In de huid van een psychotica
De Amsterdamse Eva woont zes jaar gelukkig samen met haar vriendin Nona als ze tijdens een college gedragstherapie intens verliefd wordt op de docent, Andreas. Hij lijkt haar ook wel interessant te vinden. Al gauw beheersen de gedachten en gevoelens over ‘haar man’ haar hele leven. Zo erg, dat ze in een psychotische gemoedstoestand glijdt. Schrijfster Elise van Kleef beschrijft in Nachtzwaluw op invoelbare wijze de beklemmende gedachtengangen van iemand die lijdt aan een obsessieve waan.

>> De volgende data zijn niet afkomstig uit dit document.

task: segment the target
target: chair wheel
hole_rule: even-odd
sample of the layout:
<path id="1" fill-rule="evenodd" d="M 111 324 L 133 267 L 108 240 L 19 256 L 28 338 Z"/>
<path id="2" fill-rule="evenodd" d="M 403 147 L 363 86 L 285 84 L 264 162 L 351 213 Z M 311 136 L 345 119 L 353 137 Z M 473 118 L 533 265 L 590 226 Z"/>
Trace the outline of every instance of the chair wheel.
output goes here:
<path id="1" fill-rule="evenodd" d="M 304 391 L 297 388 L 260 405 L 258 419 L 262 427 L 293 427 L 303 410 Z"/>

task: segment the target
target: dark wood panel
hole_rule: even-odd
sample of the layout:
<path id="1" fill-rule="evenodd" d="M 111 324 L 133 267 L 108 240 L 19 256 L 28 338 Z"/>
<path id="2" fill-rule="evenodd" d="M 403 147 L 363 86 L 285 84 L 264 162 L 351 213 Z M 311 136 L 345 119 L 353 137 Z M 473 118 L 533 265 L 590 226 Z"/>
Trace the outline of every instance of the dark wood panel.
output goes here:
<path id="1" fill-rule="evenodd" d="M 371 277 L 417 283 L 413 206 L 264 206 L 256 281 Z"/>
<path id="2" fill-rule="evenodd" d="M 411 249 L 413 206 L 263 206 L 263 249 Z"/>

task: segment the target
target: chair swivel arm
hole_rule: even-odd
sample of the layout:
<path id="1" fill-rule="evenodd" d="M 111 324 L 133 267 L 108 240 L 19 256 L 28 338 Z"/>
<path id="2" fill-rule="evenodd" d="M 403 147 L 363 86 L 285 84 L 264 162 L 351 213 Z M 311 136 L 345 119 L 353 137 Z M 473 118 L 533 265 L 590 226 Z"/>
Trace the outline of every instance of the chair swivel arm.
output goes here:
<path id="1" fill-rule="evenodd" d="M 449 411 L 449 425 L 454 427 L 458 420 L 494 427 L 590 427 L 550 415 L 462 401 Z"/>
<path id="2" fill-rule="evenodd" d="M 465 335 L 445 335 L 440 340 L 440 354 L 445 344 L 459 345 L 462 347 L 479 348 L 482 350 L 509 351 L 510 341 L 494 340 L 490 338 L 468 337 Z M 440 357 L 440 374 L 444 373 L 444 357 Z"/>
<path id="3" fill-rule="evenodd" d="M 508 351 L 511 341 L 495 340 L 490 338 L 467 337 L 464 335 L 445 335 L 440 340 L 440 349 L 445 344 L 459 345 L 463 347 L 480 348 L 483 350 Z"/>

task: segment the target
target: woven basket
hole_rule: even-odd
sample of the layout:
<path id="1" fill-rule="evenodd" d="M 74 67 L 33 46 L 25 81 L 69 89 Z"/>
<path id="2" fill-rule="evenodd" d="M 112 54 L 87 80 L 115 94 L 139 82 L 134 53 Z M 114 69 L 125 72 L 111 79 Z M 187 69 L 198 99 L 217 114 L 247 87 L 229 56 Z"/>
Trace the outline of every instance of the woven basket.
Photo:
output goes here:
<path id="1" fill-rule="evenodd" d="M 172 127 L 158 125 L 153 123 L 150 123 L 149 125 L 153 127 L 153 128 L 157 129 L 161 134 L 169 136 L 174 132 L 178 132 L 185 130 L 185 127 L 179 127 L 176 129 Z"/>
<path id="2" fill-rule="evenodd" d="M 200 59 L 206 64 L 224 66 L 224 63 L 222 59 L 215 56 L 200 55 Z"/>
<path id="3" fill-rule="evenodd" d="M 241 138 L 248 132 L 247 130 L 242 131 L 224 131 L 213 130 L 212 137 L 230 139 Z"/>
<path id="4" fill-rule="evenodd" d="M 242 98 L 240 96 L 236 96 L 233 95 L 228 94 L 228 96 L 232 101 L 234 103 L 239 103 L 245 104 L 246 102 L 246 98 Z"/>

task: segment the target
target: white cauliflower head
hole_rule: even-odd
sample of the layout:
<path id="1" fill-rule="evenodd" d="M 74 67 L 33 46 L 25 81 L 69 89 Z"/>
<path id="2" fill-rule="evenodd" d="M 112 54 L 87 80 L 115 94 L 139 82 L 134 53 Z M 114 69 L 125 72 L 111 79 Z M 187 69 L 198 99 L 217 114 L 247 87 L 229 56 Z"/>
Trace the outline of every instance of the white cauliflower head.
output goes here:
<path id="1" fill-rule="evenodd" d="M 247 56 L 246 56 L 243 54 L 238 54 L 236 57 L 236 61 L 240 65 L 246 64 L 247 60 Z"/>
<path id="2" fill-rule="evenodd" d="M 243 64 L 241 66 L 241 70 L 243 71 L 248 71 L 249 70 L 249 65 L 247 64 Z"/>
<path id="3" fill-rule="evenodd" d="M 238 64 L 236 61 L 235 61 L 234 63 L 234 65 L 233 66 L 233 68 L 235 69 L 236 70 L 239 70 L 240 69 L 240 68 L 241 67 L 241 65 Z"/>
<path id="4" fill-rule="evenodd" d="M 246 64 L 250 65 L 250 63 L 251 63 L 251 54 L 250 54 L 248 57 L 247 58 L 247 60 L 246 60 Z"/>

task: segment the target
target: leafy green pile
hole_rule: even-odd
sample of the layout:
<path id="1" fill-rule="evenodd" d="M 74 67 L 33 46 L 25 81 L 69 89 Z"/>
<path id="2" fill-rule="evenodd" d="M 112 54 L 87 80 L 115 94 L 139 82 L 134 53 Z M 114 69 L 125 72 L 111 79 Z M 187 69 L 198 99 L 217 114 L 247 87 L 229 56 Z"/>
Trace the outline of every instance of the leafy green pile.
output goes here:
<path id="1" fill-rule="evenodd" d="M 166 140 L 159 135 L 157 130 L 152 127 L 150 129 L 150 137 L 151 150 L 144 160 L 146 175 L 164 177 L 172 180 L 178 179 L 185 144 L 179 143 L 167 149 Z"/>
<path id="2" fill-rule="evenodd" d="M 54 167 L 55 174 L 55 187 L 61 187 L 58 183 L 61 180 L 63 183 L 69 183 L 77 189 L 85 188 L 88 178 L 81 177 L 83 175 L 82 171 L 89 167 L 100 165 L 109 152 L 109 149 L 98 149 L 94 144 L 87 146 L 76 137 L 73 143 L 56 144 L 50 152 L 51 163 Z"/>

Eva is vanaf het eerste college tot over haar oren verliefd op haar docent gedragstherapie. Al snel vult ze haar dagen met dagdromen over hoe ze haar vriendin Nona zal gaan verlaten, hoe ze haar vertrouwde leventje met de poezen Tiet en Sang achter zich zal laten, ofwel: over hoe ze alles op zal geven om bij ‘haar man’ Andreas te kunnen zijn. Alsof hun relatie voorbestemd is en de hele wereld erop wacht:
Ik stap in het bad en ineens weet ik wat zo bijzonder en ongewoon is vandaag: het is mijn trouwdag! Hij zal mij komen halen als ik klaar ben, als ik gebaad ben, als ik mijn rituele wassing heb gehouden… Onze trouwdag zal iets goeds doen voor de wereld. Iedereen zal er zijn.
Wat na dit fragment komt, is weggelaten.